Boxin the Fox

Glengesh Pass – Donegal

“Boxin the fox”: Irish slang for “stealing from an orchard”.

It was the end of September 1991; I was saying my goodbyes to county Donegal where I had worked for two months on a Rhododendron removal project, on the hills… “Slán Tamall  Mín an Lábáin agus An Earagail “. Goodbye until later! I stepped onto the bus bound for Dublin after hugging a couple of newly made friends. It felt like yesterday when I landed in Ringaskiddy in co. Cork; I had got a free ride on a school bus trip, back from Brittany, all the way to Sligo; I hitchhiked the rest to Donegal Town, and now I was heading back the long way around. I crossed “The North” for the first time, Enniskillen and the intimidating British Army checkpoint – now long gone – before Belturbet in County Cavan.
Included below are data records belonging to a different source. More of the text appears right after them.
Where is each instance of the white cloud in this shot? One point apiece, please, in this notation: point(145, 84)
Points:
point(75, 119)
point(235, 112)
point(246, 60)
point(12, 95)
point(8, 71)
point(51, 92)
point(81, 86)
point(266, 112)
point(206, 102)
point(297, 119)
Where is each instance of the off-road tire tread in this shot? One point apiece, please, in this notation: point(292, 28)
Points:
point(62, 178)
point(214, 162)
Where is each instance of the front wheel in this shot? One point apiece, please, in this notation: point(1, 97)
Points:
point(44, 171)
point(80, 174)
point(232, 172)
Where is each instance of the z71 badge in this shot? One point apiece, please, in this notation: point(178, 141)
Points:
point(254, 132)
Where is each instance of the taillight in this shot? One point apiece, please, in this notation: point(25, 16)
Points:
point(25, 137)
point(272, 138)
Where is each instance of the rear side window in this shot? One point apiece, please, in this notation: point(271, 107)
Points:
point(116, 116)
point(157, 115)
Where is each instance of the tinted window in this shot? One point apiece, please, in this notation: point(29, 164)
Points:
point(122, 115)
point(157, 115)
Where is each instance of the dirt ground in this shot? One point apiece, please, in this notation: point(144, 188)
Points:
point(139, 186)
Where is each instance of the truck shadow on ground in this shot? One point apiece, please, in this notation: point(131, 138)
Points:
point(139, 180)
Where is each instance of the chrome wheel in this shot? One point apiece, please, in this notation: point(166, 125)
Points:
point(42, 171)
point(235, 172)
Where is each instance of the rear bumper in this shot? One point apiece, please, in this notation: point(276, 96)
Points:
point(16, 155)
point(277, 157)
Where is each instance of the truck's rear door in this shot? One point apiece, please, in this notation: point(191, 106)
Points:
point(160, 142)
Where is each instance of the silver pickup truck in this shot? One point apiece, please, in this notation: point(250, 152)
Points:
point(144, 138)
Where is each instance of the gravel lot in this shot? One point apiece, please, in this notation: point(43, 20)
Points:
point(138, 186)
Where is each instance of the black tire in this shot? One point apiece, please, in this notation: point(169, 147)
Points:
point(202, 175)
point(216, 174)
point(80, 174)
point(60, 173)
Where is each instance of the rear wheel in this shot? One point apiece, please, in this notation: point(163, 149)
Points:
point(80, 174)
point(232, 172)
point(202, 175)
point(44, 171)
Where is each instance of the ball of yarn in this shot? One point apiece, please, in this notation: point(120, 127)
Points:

What a ride!

September Sunset, West Donegal… Sept. 2016

My first time in Dublin, the Guinness factory overlooking the Liffey River, the smell of  roasted malt, the darken buildings, I fell in love. The City reminded me of Rennes, the Breton Capital but on a bigger scale. Not too big though, just nice! I stayed a couple of nights, bus surfing at random, a few pints in the Bruxelles Pub where a barman gave me a free basket of cheese sandwiches… On a bright morning, I found myself on the side of the road, hoping to catch a lift for Cork or at least half way through. It came in the form of a friendly gentleman:

Dublin, Liberty Hall and “The Dart”, Sept. 2014

– “I am going as far as Carlow, is that any good to you?”

– “Sure, that’s great, thank you!” I said, I didn’t even have to wait too long.
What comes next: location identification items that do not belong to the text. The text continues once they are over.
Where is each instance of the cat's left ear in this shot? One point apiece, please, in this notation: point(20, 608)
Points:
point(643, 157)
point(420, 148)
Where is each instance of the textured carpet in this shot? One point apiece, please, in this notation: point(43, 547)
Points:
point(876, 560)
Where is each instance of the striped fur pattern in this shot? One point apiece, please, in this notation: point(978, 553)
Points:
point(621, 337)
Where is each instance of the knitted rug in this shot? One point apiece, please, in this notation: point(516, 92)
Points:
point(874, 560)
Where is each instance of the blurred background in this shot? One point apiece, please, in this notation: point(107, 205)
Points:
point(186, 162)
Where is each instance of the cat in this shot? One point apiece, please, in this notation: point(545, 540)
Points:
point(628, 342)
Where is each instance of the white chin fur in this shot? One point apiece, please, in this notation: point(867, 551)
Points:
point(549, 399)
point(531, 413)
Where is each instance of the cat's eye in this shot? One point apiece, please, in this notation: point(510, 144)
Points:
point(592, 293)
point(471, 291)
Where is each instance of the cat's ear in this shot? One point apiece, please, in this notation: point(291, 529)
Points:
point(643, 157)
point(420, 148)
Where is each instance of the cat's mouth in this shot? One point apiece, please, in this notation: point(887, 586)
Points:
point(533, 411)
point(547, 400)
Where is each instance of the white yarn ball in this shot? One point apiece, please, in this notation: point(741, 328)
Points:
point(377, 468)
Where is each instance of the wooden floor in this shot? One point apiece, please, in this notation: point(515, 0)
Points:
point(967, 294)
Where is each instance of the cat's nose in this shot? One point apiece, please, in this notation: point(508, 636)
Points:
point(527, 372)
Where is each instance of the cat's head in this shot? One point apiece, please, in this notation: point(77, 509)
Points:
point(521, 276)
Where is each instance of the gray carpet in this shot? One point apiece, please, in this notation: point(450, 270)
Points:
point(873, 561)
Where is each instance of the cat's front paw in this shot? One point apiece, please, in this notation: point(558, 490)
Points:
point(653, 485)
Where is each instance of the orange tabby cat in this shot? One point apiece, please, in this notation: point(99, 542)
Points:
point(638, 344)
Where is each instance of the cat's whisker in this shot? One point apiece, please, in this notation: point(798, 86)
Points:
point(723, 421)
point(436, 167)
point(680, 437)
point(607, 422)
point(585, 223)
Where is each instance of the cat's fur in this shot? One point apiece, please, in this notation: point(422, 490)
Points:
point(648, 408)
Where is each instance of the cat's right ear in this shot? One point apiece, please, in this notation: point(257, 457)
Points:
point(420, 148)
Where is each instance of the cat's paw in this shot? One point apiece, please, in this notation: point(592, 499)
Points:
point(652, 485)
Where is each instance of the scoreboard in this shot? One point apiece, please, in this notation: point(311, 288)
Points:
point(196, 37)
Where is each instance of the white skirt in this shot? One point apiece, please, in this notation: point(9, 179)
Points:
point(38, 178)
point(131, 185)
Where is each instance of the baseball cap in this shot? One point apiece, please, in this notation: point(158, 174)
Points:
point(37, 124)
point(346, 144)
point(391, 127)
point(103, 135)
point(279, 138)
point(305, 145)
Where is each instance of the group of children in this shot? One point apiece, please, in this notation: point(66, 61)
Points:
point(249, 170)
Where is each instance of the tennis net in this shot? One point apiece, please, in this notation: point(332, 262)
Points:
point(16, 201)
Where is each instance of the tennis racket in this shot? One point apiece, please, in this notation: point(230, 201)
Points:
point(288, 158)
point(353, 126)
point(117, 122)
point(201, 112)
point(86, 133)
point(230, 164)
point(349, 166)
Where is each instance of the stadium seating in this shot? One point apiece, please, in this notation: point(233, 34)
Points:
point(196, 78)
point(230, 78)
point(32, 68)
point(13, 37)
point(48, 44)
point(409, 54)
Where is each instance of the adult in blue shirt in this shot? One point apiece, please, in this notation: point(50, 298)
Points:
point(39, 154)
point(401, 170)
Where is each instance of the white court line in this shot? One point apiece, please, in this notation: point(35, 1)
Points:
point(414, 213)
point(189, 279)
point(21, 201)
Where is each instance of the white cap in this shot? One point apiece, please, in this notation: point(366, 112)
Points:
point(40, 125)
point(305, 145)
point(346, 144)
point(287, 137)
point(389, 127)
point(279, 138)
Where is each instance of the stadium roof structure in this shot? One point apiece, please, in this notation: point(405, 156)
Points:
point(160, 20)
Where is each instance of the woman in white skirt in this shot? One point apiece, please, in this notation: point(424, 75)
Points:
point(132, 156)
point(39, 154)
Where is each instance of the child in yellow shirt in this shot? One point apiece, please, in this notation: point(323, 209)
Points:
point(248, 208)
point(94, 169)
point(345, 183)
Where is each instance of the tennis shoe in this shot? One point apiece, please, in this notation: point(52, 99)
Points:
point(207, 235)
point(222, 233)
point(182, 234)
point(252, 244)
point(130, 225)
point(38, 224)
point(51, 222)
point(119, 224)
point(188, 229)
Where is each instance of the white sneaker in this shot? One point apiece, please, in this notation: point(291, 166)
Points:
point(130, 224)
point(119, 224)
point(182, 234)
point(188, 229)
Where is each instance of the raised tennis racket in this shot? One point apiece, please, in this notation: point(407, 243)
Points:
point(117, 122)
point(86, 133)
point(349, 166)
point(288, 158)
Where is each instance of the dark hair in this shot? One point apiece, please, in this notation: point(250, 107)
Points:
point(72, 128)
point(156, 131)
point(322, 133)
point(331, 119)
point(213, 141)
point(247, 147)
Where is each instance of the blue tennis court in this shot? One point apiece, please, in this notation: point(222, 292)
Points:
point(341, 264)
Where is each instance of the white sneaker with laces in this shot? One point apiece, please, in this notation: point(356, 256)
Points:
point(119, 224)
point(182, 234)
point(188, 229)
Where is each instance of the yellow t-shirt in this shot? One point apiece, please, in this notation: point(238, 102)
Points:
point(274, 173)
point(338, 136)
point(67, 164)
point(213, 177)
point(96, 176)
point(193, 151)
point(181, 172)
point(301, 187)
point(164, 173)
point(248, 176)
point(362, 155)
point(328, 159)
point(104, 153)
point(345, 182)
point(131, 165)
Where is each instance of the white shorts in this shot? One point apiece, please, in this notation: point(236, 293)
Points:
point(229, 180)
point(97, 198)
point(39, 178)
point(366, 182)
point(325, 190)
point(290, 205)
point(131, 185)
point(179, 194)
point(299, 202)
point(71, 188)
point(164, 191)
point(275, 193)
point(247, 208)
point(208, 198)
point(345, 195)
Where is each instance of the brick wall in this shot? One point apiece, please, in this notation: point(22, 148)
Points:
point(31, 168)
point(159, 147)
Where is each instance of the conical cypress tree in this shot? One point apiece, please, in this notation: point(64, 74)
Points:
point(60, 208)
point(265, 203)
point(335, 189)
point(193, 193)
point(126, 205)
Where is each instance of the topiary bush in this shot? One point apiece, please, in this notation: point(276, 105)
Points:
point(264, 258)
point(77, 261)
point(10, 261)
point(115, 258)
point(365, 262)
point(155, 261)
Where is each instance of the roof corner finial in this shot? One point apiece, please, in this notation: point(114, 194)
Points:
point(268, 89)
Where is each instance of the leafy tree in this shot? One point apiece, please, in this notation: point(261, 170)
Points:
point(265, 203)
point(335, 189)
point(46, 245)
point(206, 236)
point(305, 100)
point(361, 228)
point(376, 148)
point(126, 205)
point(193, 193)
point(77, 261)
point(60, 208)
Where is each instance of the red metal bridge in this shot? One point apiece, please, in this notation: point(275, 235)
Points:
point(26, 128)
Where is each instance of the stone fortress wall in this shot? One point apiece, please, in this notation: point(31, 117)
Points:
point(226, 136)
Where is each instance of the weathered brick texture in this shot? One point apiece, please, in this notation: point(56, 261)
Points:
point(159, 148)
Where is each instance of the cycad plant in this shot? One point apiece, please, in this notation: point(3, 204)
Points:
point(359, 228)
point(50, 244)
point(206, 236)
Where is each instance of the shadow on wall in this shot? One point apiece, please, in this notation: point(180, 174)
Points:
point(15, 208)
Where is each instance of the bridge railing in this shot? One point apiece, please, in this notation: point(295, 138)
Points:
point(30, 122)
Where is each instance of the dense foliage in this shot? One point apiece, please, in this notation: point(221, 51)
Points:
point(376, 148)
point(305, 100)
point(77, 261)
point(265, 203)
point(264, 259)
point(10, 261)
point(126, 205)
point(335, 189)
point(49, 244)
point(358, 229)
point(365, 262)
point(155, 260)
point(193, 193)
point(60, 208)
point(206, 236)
As we were doing the usual hitchhiker-driver small talks, he explained to me that he was an entertainer. My English wasn’t great at the time and the word wasn’t really familiar to me:

– “Entertainer?”

He handed me a cassette, with his name on it and the cover was a car and a giant pothole if I can remember well.

– “Ahhh… it’s you yeah?” I asked candidly.

– “That’s me!”

He dropped me in the centre of Carlow, where I was looking for a field or a camp site to spend the night. I had saved most of my money to buy my Ferry ticket home, so I had to be careful. For the anecdote, I realised well over ten years later, that the driver of the car was the singer and comedian Richie Kavanagh, who became famous with his song Aon Focal Eile (not another word) in the late 90’s. Well at least I am pretty sure he was: how many entertainers from Carlow with a song about potholes must there be? I mean come on!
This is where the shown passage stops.